La Habana tiene varios lugares que se hicieron famosos por una melodía. Pero posiblemente ninguno lo ha sido tanto como la esquina de Prado y Neptuno en el centro de la capital cubana.
Mucho y bueno propiciaron en un viejo edificio de esta intersección los salones alquilados para bailes. Estaban en los altos y tocaba la orquesta América de Ninón Mondéjar. Precisamente su director musical, Enrique Jorrín, fue el responsable de la celebridad que selló la convergencia de ambas calles capitalinas.
Este mulato bonachón nació en Pinar del Río y fue un niño prodigio, destacado compositor de danzones, entre ellos, Hilda, cuando tenía solo 11 años de edad. Al poco tiempo, concibió para el violín, instrumento que siempre lo acompañó, Osiris, pieza clásica de nuestra música.

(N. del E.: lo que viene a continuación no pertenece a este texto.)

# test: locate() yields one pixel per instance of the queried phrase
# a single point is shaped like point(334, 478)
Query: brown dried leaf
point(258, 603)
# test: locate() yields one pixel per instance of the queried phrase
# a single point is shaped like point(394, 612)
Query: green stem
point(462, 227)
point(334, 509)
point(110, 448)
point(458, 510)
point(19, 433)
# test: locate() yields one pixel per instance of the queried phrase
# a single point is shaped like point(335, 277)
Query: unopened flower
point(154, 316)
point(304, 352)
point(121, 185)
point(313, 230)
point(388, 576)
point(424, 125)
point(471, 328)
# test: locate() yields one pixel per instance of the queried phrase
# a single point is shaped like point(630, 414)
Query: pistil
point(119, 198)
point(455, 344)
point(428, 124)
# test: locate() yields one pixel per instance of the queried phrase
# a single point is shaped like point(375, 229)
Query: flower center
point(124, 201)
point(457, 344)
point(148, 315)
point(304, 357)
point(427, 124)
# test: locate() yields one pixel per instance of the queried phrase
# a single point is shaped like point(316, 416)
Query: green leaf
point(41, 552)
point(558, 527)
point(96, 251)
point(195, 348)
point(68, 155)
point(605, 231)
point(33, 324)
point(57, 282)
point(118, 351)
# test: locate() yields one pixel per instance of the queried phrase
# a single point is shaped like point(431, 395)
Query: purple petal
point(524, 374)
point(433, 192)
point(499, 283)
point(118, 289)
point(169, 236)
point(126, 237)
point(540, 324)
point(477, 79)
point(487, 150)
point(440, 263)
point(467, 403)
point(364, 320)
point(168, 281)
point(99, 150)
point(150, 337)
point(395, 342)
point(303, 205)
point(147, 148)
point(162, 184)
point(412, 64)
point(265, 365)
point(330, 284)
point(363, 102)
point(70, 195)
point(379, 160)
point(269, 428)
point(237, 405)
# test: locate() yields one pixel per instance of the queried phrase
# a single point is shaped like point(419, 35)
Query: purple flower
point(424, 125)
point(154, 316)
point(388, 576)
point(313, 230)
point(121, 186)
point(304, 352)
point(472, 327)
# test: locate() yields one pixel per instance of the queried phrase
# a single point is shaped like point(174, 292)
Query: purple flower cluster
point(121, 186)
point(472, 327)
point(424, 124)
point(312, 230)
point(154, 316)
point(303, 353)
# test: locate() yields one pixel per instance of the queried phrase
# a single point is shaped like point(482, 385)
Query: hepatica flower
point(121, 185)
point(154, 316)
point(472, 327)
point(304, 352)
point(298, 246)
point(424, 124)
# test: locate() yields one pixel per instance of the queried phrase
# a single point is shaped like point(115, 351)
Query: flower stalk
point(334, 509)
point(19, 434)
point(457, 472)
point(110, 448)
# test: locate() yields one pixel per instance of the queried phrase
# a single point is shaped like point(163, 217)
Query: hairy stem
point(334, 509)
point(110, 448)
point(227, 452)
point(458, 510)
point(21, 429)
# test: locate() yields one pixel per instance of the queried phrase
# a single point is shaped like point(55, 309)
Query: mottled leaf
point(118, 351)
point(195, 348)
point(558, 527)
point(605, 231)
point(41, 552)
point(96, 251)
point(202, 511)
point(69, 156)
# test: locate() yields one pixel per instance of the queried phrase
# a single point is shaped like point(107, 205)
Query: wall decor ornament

Luego de graduarse en el entonces Conservatorio Municipal de La Habana, integró diferentes agrupaciones hasta incorporarse a la que le dio la fama.

Fue una noche de 1948 cuando todo cambió para el talentoso joven. Se le ocurrió un ritmo diferente, con gran aceptación de los bailadores y por el sonido que hacían al arrastrar los pies lo nombró chachachá. Pero su impacto fue mayor por lo atractivo de su primer tema: La engañadora, surgido a partir de una historia muy simpática.
Desde entonces es difícil no relacionar la esquina de Prado y Neptuno con Enrique Jorrín y el género sonoro que lo llevó a la cima del pentagrama internacional. Otros títulos suyos exitosos fueron El alardoso, Nada para ti y El túnel. Era evidente su lucidez para, a partir de situaciones cotidianas, hacer crónicas musicales bien recibidas por el público.
Tras salir de la Orquesta América, el maestro Jorrín fundó su propia agrupación y recorrió varios países, pero México fue donde el ritmo del chachachá mejor se desarrolló.
Aun después de su muerte, este ícono del arte sonoro cubano tiene muchos seguidores, el chachachá se baila en no pocos salones del orbe, en tanto Prado y Neptuno continúa atrayendo miradas por su legado musical.